Showing posts with label Animals: "Oh Hell You’re Not a ... ”. Show all posts
Showing posts with label Animals: "Oh Hell You’re Not a ... ”. Show all posts

August 31, 2020

“Oh, Hell, You’re Not a ... ”

What’s on my mind? Last week, the local paper reported two cougars openly stalking prey in our village-that-calls-itself-a-town. When one killed a miniature pony in its pen, residents feared for their children and small pets.


Also last week, the paper ran a story that a woman down the island had crouched on her unlit porch beside what she thought was the neighbor’s dog: “How did you get back here? You’d better go home now … I’m not going to let you in. Then it turned its head and I said: ‘Oh, hell, you’re not a dog.’ ”


*   *   *


This week, on a street near our house, Himself and I came upon a wispy clump of fuzz, some tiny bones flecked with blood, and the detached leg of a rabbit. Its head, internal organs, and other three legs were gone.  


The symmetry of the backbone seemed oddly undisturbed, as though the rabbit had peeled off its fur coat to expose the efficiently organized bones that until recently had served its small body well. 


I remembered something I’d read after the death of the pony: “A cougar goes about its feeding with almost surgical precision.” And here, in the exacting proof of that statement, lay the rabbit’s remains in perfect, tidy arrangement.


A cougar with cubs once stalked my daughter, who was then an environmental conservation officer. The experience was so unnerving that not only did she quit her job, but she moved to the other side of the country.

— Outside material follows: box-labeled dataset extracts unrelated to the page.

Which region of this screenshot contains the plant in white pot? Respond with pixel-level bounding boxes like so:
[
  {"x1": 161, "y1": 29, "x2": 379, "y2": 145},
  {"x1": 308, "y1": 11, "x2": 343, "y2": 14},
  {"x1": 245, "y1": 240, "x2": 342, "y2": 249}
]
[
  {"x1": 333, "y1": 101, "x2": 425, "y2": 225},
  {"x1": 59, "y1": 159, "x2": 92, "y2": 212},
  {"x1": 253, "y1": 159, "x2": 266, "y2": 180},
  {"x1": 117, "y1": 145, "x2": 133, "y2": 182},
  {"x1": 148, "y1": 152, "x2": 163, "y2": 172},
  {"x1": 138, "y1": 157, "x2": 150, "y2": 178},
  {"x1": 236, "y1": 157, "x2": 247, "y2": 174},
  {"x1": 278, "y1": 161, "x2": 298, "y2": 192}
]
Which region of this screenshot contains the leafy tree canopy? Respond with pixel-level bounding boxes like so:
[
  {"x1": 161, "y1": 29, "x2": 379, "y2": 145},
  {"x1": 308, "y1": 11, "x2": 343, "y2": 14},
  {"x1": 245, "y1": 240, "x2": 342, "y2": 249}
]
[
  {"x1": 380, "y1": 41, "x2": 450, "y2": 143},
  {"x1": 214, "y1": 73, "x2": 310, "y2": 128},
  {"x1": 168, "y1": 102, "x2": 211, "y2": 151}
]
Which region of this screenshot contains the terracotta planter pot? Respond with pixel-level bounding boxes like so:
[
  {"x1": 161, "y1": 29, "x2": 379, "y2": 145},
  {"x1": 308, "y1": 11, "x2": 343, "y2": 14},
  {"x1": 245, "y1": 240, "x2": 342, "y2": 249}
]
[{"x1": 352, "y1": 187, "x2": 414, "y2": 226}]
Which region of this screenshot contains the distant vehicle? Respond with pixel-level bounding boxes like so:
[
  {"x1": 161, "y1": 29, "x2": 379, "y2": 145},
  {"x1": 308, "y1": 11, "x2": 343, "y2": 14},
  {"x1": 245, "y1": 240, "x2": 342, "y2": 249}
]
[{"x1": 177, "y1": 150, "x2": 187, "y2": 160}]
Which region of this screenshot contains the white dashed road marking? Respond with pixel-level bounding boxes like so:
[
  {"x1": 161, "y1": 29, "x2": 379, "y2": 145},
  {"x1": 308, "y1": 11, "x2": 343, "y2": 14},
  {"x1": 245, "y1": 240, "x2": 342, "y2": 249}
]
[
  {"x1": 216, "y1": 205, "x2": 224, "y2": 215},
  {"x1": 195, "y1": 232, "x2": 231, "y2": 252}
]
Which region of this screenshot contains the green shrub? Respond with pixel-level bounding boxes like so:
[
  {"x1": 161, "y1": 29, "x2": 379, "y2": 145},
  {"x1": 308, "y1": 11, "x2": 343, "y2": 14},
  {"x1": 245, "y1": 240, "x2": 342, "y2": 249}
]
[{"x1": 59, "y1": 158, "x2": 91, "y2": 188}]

I once knew a woman stalked by a cougar while on horseback. Her nervous horse saved her by pooping - a delicacy the cougar couldn’t resist - after which the big cat lost interest. 


Himself and I once saw a cougar on a trail where families walked with toddlers and unleashed dogs. Dashing from one family to the next, we were roundly ignored as we tried to warn the young families of impending danger ahead.


*   *   *


One day ago, on a wilderness trail far from our house, Himself and I were engaged in conversation about - wouldn’t you know it? - cougars, when I heard a loud, deep-throated growl in the underbrush, perhaps 100 ft. away. 


Frozen in terror, I asked: “Did you hear that?” 


“What?” He had not.


“A cougar!  Himself looked skeptical. 


We saw nothing - typical of cougars - but the growl’s intensity was unmistakable. We started retracing our steps to leave the trail.


A lone jogger pumped past. “I have to warn her!” I said.


Despite our previous, failed experience in trying to warn others, the jogger stopped and listened. “You saw it?” she asked. “I didn’t see it,” I said. “I heard it. You’re running ... You’re alone … It’ll come after you.” 


She shrugged and continued running. Two or three minutes later, we saw her again, now running past us. “Changed my mind!”  she yelled. 


A man zipped past us, heading for the trail’s end. Briefly stopping, he asked: “You the woman who seen the cougar?” The jogger must have told him.


“I didn’t see it. I heard …” 


“I’m gettin’ outta here while the gettin’s good.” Which he did, tout-de-suite


We met a threesome on the trail - a young man and woman and an elderly, skinny woman. As the couple charged off in the direction of the growl, the skinny woman hobbled behind, unable to keep up. 


“Stop!” I called. “I heard a cougar …”  


“We know! A guy running out of the woods told us!  He said it attacked you!” 


“It didn’t attack me! I didn’t even see it, but I heard …” 


No attack? They lost interest. But they still wanted to see the cougar. The skinny woman trembled, afraid of what lay ahead. 


If I couldn’t appeal to their reason, I’d appeal to her fear. 


“Cougars always attack the weakest in the group!” I shouted to the couple’s retreating backs. 


Like a sacrificial lamb suddenly rescued, the skinny woman mew-mewled: “The newspaper said it killed a poh-nee.” Their bravado erased by guilt, the young couple sidled back, asking: “Really? The paper said that?” 


“Ripped the pony to shreds,” I lied. “Nothing left but a line of bones along its back.” 


I thought of the rabbit’s orderly backbone; my friend with the pooping horse; my daughter’s justified fear of the stalking cougar; our futile warnings to families with toddlers and free-ranging dogs.


“What did the cougar sound like?” I gave the threesome my deepest and best growl - so impressive that they decided not to meet the cougar, after all. 


“Do you think I should call the paper?” I later asked Himself.


“But you didn’t see anything,” he said. 


True enough. I’d heard growling. Nothing more. I thought what the woman crouched on the porch had said after she talked to the dog-slash-cougar: “Oh, hell, you’re not a dog.” 


I imagined myself crouched in the underbrush, hearing that loud, deep growl. I imagined the animal drawing closer, and seeing its (huh?) collar and flapping tail. I imagined myself saying: “Oh, hell, you’re not a cougar.”